The Inverness City Council voted unanimously this week to accept an application for a voluntary annexation of nearly 400 acres and braced for the legal battle that is likely to follow.
Likely because Citrus County Assistant Attorney Beth Antrim on Tuesday night objected to the annexation, arguing during the council’s public hearing that the move did not meet Florida’s voluntary annexation standards.
It is the second time this year that county commission lawyers objected to a voluntary annexation by Inverness. In February, County Attorney Denise Dymond Lyn objected to a 206-acre voluntary annexation slated to become an upscale RV campground. County commission and Inverness lawyers will try dispute resolution meetings over the objection and head to court if that’s unsuccessful.
With that in mind, both city staff and annexation applicant Greg Williams came to the council meeting prepared with outside analysts to back up their claims the annexation meets state standards.
City Manager Frank DiGiovanni hired Tallahassee lawyer Mark Lawson, who specializes in local government law, to research whether the voluntary annexation of 382 acres of Williams’ property meets state statute muster.
Lawson then hired Pennsylvania based GAI Consultants to review the annexation request.
Williams hired Ocala-based surveyors Pigeon-Roberts & Associates, LLC, to review his property, annexation request, and whether the property conforms to state requirements. Williams is also a lawyer.
Both sets of consultants concluded all the voluntary annexation criteria were met.
After the vote, Williams told the Chronicle he no longer wanted to fight with the county. The county is also trying to force Williams to make fire code upgrades to one of his barns that he uses for wedding receptions.
Williams argued in recent lawsuits against the county that his farm is designated an agritourism business and that the county’s codes don’t apply.
“I have four lawsuits (against the county). I’ll drop three as a show of good faith,” Williams told the Chronicle after the city council’s vote.
He said he wanted “to peaceably depart to where there are greener pastures evident to use,” referencing his annexation request into Inverness.
“I think it’s time for a truce ... so we can all move forward in a positive way,” he said.
Williams’ farm is south of Lakeside Golf Resort Inverness and east of U.S. 41. The property Williams wants inside city limits is north of Inverness.
Florida voluntary annexation statutes require that the property to be annexed is contiguous with the municipality. It defines contiguous as meaning that a “substantial part of a boundary of the territory sought to be annexed by a municipality is coterminous with a part of the boundary of the municipality.”
Nearly 600 feet of the proposed annexed land abuts the city; hundreds of acres do not, though. But about 90 percent of the Williams parcel that abuts the city boundary is also contiguous with it.
The statute also requires that the annexed property be “reasonably compact,” meaning that the area be a “concentration of a piece of property in a single area.”

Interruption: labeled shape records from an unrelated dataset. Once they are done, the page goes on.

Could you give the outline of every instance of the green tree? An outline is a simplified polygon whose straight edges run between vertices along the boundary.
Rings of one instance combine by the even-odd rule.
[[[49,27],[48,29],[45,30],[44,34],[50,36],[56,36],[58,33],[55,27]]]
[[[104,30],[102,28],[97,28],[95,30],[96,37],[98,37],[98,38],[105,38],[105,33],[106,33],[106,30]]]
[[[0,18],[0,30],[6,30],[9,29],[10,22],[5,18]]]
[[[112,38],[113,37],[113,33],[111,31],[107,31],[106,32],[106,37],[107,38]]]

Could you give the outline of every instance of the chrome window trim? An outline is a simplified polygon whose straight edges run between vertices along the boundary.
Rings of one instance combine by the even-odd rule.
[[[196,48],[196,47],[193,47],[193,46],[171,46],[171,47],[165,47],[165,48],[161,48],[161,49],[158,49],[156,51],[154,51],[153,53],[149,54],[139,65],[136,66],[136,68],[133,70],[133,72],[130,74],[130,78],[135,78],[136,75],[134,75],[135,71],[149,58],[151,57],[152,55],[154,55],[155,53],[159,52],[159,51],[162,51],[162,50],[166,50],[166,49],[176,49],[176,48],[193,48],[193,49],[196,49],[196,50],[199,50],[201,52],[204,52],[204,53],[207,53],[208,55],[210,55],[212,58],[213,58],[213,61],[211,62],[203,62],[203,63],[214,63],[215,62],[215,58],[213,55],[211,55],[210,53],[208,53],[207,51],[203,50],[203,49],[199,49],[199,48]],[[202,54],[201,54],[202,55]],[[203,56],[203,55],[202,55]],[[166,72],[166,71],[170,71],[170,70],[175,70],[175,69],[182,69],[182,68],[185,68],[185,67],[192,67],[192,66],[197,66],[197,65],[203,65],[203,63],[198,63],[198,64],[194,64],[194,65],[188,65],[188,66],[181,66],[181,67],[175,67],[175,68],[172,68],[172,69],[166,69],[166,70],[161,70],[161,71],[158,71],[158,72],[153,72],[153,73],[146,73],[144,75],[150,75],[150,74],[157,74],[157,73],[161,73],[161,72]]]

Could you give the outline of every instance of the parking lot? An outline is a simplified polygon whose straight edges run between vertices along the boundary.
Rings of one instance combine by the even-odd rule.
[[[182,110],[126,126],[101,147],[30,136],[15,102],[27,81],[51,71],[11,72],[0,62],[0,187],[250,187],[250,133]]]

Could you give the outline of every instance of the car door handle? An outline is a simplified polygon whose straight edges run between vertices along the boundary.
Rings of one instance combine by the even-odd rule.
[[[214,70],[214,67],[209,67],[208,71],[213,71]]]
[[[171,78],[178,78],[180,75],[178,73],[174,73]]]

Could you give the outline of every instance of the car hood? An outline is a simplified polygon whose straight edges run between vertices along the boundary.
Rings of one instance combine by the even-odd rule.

The statutes also stipulate that the annexation not create any enclaves. The statutes define an enclave as a piece of unincorporated, improved land bounded on all sides by a single municipality or bounded by the municipality and a natural or man-made obstacle where the only passage is through the municipality.
And while the consultants in attendance said the annexation met all those criteria, Antrim disagreed.
She said that the southern portion of the property abutting the city was not a substantial portion. She also said the property was not compact, but rather sprawling and connects to the city through only a small corridor.
She also said the annexation would create an enclave.
“The parcel would be virtually surrounded by unincorporated county property,” Antrim said.
She also pointed out that the only access by a vehicle from the city and into the Williams’ property would involve the driver having to leave the city and drive onto county roads and back onto the annexed property. She said there was no direct route from the city onto the Williams property without leaving city property.
Williams countered, saying Florida annexation statutes don’t address the issue of how roads lead to or exit annexed property.
After the council vote, Antrim told the Chronicle it will be up to Lyn to recommend whether the county commission should try to block the annexation. Lyn told the Chronicle last week she had problems with the annexation.
If the county formally objects, the city and county government would be required to first meet to settle the dispute. If they can not reach an agreement, the county could petition the courts to intervene.
Councilman David Ryan said the addition of an agritourism ranch with horses, cattle and a tourist attraction is good for the city. Williams uses the ranch to also hold weddings and wedding receptions as well as workshops and business meetings.
Ryan also said the annexation meets the criteria set down by state statutes.
As for the county’s objections, Ryan said it was “incomprehensible that they are putting up the barriers that they are.”
Inverness Mayor Bob Plaisted agreed, adding that there was no harm to the county if the property was annexed. The county would still collect its share of taxes from Williams, he said.
Councilwoman Jacquie Hepfer said the county’s objections will serve no purpose but to make the annexation an expensive one.
“I find it sad. It’s a ... beautiful business. I don’t see why there should be a problem,” she said. “The losers in all this are the residents of the city and county who have to pay the legal bills.”
“This is something we need to do," Councilman Cabot McBride said. "We need to show the community at large, we need to show other entrepreneurs, that if you are interested in establishing a business, knock on the door of city hall and we are going to work with you to make it a success.”